Share Your Public Data¶
We recommend using either Zenodo or the AWS Open Data Registry to make your training data publicly available to participants.
Zenodo¶
Zenodo is an open-source platform that:
- Promotes Open Science
- Is free to use
- Assigns a DOI to every dataset (improving traceability)
However, note the 50 GB size limit per repository.
👉 Add your dataset to our Grand Challenge Zenodo Community if you use this platform.
AWS Open Data Registry¶
An alternative option is the AWS Open Data Registry, which offers:
- No size restrictions like Zenodo
- Direct access via AWS S3
- Free data downloads
📝 Note: Applications are reviewed quarterly, so submit early.

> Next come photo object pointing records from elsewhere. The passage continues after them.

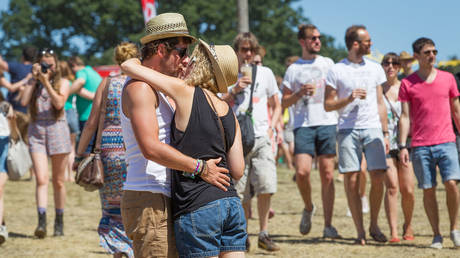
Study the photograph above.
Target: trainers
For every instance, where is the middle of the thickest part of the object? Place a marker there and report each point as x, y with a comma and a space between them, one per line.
437, 242
3, 234
330, 232
455, 237
305, 222
266, 243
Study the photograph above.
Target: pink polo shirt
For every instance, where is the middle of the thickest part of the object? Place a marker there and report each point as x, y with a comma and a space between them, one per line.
429, 104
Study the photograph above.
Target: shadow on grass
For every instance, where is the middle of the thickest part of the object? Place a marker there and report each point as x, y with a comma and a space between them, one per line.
18, 235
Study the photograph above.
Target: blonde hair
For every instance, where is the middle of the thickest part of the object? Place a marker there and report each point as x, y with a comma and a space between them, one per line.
55, 80
202, 74
125, 51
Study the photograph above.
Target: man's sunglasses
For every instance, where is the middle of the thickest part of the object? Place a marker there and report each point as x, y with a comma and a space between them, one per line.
181, 51
46, 51
386, 63
435, 52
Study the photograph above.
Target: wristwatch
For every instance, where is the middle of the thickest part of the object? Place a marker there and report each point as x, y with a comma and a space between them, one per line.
402, 146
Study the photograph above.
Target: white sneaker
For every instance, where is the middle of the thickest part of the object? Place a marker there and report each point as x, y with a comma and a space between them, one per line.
305, 222
330, 232
437, 242
365, 204
455, 237
3, 234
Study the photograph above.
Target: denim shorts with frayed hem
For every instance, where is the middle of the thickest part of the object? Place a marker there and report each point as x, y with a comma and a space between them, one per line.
219, 226
353, 142
426, 158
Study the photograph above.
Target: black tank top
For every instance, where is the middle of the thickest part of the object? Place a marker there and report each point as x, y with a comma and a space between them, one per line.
202, 139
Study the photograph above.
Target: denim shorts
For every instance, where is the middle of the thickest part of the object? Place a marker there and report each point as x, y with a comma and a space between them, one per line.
4, 141
426, 158
219, 226
72, 120
319, 140
353, 142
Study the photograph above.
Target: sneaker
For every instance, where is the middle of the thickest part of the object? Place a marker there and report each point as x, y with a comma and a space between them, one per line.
266, 243
455, 237
437, 242
305, 222
330, 232
3, 234
365, 204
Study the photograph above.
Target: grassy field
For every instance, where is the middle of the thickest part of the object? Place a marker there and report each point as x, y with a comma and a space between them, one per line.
83, 213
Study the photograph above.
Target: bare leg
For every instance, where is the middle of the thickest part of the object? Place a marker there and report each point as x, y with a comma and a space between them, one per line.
452, 200
351, 184
406, 186
59, 163
326, 171
391, 197
303, 168
375, 198
3, 178
431, 209
40, 162
263, 205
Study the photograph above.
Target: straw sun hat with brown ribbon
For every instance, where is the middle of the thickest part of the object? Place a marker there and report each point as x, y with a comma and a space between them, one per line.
166, 25
224, 63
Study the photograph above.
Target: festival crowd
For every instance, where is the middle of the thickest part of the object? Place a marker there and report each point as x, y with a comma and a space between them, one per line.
188, 138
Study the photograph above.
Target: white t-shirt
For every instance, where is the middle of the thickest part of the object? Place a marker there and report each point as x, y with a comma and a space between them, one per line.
346, 76
265, 87
309, 111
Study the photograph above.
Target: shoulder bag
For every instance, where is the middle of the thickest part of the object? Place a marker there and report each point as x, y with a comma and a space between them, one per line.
90, 172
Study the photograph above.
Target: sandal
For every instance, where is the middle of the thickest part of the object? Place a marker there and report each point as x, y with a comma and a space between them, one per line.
378, 237
407, 237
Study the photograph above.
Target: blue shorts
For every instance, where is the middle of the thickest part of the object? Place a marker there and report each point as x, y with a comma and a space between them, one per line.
353, 142
219, 226
319, 140
72, 120
426, 158
4, 142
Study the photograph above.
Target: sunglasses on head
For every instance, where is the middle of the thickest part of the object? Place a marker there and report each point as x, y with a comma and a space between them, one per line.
387, 63
435, 52
314, 38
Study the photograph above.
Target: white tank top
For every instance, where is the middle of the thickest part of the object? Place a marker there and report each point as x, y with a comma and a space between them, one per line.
143, 174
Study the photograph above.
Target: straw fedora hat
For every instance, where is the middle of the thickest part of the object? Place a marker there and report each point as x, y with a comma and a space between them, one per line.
406, 56
166, 25
224, 63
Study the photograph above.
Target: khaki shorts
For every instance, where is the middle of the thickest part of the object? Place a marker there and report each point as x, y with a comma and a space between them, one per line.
147, 219
260, 172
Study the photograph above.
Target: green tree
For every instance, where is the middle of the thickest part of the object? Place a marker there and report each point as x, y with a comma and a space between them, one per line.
102, 24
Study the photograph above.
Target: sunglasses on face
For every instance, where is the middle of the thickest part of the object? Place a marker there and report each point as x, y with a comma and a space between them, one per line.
387, 63
314, 38
46, 51
181, 51
428, 52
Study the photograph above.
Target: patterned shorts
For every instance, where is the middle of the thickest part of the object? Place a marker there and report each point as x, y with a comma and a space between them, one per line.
49, 136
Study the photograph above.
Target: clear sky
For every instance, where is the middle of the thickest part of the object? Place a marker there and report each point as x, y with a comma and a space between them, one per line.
392, 24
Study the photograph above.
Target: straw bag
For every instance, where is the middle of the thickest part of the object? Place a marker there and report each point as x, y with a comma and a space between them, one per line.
90, 172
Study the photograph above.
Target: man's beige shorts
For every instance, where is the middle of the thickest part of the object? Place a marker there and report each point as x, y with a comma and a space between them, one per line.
260, 172
147, 220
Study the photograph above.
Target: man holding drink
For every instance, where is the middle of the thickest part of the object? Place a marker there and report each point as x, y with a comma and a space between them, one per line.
314, 128
354, 89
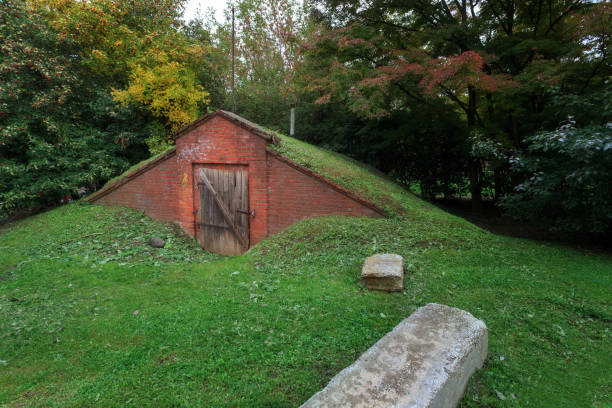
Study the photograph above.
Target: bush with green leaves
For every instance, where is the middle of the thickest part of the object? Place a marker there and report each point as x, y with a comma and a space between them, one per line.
59, 132
567, 179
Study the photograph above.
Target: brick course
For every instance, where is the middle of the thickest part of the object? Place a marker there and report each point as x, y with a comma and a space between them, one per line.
280, 192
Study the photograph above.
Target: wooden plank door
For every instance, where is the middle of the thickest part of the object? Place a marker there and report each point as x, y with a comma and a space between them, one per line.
224, 206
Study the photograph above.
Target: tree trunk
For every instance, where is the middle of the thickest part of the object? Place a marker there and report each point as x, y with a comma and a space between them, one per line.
475, 170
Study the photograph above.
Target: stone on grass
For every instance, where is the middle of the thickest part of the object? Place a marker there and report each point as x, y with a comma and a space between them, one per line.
156, 242
425, 361
383, 272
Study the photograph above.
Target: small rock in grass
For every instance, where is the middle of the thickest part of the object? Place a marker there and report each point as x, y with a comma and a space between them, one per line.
383, 272
156, 242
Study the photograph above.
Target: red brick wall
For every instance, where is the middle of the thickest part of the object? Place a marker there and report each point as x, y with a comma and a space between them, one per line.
152, 191
221, 142
295, 196
279, 193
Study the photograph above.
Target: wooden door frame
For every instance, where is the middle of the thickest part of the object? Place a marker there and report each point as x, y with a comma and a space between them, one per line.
195, 167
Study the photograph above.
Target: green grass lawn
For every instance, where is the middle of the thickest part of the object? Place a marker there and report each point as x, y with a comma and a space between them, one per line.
92, 316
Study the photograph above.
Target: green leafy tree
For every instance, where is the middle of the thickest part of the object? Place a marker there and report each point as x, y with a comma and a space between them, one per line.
495, 62
54, 133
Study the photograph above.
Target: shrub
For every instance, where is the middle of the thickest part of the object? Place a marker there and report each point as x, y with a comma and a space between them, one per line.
567, 175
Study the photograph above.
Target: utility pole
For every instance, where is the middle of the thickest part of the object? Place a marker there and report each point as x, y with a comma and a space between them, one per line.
292, 127
233, 66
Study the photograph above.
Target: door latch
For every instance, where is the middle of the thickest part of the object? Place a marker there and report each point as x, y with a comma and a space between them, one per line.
252, 213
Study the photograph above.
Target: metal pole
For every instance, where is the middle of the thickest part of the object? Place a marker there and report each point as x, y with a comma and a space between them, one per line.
292, 131
233, 66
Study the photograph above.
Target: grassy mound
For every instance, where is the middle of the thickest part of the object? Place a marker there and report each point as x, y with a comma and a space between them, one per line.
363, 180
92, 316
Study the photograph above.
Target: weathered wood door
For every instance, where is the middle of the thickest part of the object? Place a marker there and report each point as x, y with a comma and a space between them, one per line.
224, 207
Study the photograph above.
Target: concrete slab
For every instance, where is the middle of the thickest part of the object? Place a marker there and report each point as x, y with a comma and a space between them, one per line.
383, 272
425, 361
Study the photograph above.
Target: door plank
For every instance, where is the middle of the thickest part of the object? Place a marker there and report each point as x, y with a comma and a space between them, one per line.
221, 205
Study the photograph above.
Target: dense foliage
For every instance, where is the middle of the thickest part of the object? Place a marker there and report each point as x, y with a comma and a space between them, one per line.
565, 173
55, 135
89, 88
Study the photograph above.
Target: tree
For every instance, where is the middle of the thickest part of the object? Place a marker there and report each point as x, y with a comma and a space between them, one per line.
142, 50
480, 56
53, 139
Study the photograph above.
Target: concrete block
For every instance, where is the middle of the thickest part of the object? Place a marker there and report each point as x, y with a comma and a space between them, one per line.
425, 361
383, 272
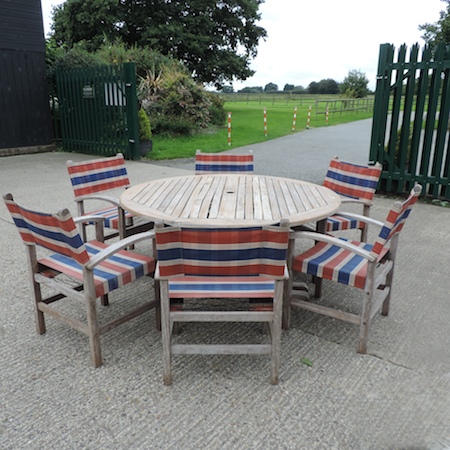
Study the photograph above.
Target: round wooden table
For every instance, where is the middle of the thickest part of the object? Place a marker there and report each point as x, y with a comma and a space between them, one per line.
230, 200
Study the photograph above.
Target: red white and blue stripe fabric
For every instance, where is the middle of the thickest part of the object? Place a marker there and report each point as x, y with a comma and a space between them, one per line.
337, 223
116, 271
335, 263
396, 219
98, 175
216, 163
221, 263
352, 180
111, 216
56, 232
214, 287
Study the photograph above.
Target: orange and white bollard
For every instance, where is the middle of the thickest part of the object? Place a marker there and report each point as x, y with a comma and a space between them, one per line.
295, 119
229, 128
265, 122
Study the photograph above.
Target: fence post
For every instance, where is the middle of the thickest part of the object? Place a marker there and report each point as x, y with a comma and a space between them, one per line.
134, 148
229, 128
265, 122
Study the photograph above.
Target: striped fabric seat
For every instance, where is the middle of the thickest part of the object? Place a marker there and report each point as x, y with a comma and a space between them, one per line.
96, 269
111, 217
361, 265
91, 180
221, 163
353, 182
245, 263
335, 263
117, 271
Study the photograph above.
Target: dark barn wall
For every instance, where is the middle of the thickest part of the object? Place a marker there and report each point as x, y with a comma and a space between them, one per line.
25, 119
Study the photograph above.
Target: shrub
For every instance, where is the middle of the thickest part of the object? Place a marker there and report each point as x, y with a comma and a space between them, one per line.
145, 131
176, 103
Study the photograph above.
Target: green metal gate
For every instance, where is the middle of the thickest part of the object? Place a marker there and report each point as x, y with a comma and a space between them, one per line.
98, 110
410, 132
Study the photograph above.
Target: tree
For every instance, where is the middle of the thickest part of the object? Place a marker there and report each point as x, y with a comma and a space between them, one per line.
215, 40
313, 88
434, 33
270, 87
355, 84
328, 86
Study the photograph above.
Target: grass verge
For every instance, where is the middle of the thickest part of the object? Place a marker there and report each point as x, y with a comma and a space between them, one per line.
247, 127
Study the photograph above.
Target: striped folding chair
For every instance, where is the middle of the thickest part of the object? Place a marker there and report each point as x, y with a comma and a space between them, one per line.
91, 180
222, 163
228, 264
369, 267
356, 184
94, 269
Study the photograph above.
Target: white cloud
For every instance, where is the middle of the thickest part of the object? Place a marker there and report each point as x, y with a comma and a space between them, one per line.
317, 39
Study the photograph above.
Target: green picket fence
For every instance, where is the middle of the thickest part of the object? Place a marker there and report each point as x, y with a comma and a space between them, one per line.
98, 110
411, 120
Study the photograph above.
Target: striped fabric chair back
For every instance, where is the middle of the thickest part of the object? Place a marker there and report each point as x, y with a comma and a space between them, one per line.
222, 163
352, 180
222, 252
98, 175
56, 232
396, 219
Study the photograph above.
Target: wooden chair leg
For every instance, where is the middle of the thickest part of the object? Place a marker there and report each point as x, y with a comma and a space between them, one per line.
318, 287
104, 300
366, 310
36, 289
166, 334
276, 331
93, 331
364, 234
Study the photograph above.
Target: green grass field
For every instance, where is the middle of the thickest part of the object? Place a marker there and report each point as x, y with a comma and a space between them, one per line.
247, 125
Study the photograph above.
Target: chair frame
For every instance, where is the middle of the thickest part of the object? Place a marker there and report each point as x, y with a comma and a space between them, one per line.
215, 163
365, 202
378, 281
95, 192
169, 318
84, 293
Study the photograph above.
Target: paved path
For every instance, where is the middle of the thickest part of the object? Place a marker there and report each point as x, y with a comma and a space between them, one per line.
397, 396
304, 155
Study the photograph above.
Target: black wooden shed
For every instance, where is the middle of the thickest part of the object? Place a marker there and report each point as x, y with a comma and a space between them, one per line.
25, 120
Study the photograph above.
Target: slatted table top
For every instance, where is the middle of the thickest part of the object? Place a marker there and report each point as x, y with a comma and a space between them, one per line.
230, 200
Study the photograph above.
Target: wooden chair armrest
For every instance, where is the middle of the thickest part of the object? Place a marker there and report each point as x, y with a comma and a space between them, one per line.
88, 218
356, 201
107, 198
120, 245
99, 223
365, 219
333, 241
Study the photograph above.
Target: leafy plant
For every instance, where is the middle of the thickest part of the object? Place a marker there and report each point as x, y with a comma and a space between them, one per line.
145, 131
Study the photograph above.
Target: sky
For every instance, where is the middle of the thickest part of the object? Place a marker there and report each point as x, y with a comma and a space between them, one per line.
318, 39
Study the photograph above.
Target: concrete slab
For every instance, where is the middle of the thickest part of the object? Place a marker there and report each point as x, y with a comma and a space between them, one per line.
395, 397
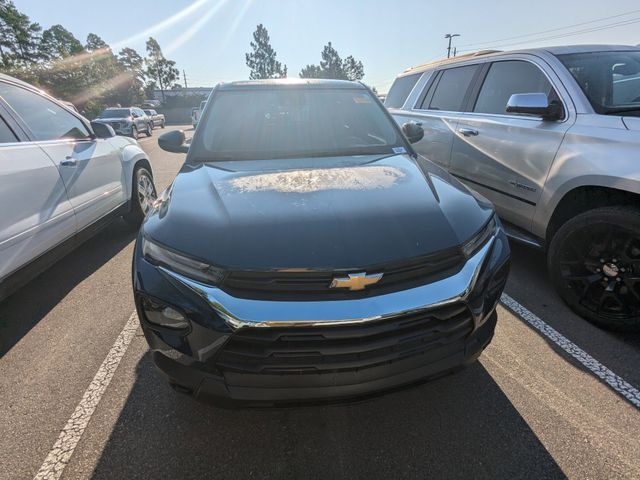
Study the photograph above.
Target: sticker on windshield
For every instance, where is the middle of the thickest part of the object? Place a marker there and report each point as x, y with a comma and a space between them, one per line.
362, 99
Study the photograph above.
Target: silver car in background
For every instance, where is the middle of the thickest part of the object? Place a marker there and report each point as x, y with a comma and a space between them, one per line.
61, 180
552, 137
131, 121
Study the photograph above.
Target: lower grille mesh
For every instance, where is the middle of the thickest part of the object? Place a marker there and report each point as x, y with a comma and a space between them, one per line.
313, 350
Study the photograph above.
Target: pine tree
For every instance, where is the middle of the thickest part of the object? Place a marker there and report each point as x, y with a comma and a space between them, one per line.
332, 66
262, 60
159, 68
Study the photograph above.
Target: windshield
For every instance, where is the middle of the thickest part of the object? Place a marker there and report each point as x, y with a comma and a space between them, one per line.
115, 113
296, 122
611, 80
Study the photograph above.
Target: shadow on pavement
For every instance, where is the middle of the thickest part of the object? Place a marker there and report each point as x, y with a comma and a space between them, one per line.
461, 426
22, 310
529, 284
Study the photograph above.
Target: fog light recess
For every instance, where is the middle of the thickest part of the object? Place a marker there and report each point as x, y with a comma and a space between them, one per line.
164, 315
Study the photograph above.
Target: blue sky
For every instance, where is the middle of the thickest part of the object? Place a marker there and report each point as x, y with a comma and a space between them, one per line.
208, 38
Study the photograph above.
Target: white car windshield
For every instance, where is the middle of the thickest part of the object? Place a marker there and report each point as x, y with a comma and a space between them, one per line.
296, 122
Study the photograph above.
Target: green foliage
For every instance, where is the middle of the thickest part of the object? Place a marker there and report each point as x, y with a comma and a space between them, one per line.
95, 42
89, 75
262, 60
332, 66
19, 37
159, 68
57, 43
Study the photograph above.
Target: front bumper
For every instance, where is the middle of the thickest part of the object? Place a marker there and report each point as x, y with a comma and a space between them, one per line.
230, 352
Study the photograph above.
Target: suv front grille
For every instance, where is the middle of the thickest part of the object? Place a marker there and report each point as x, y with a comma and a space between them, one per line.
345, 348
295, 285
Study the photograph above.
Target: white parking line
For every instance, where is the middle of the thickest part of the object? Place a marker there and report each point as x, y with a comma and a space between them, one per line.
70, 435
617, 383
63, 449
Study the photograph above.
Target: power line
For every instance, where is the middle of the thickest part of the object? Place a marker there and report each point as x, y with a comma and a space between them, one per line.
564, 35
487, 43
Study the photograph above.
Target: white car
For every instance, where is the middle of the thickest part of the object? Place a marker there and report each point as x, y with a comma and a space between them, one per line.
62, 178
196, 112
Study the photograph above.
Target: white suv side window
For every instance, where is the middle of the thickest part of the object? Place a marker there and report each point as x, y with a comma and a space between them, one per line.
506, 78
45, 119
6, 134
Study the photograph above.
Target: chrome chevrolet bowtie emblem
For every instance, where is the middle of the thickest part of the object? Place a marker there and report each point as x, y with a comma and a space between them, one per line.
356, 281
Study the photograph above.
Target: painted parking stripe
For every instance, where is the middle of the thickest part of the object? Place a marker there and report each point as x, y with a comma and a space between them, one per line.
70, 435
617, 383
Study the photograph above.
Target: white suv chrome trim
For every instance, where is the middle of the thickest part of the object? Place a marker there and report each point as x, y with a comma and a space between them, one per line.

To add your dataset, follow the instructions on GitHub.
Choosing a Data License¶
Lastly, it's important to select a suitable license for the public training dataset used in your challenge. We recommend using a permissive Creative Commons (CC) license to ensure that participants can freely access and use the data for training and evaluation.
✅ Recommended: CC BY¶
We prefer the CC BY license, which:
- Allows others to distribute, remix, adapt, and build upon the data — even commercially
- Requires only that they give appropriate credit
- Maximizes usability and reduces ambiguity for participants
This license strikes the best balance between openness and attribution and ensures that participation in your challenge remains straightforward and unrestricted.
⚠️ Avoid: CC BY-NC-ND¶
We advise against using restrictive licenses such as CC BY-NC-ND, which:
- Prohibits commercial use
- Disallows distribution of adapted or modified versions of the data
These restrictions may create legal uncertainty for participants. For example, the model weights generated during training might be interpreted as a derivative of the dataset. Under a CC BY-NC-ND license, sharing or publishing such models could be considered a violation, effectively preventing participants from training and submitting models — which defeats the purpose of the challenge.
💬 Need Help Deciding?¶
If using a CC BY license is not possible for your dataset, or if you would like to discuss licensing options, we are happy to assist. Please contact us at:
⚠️ Important: Your test data must be uploaded to Grand Challenge and should not be shared publicly.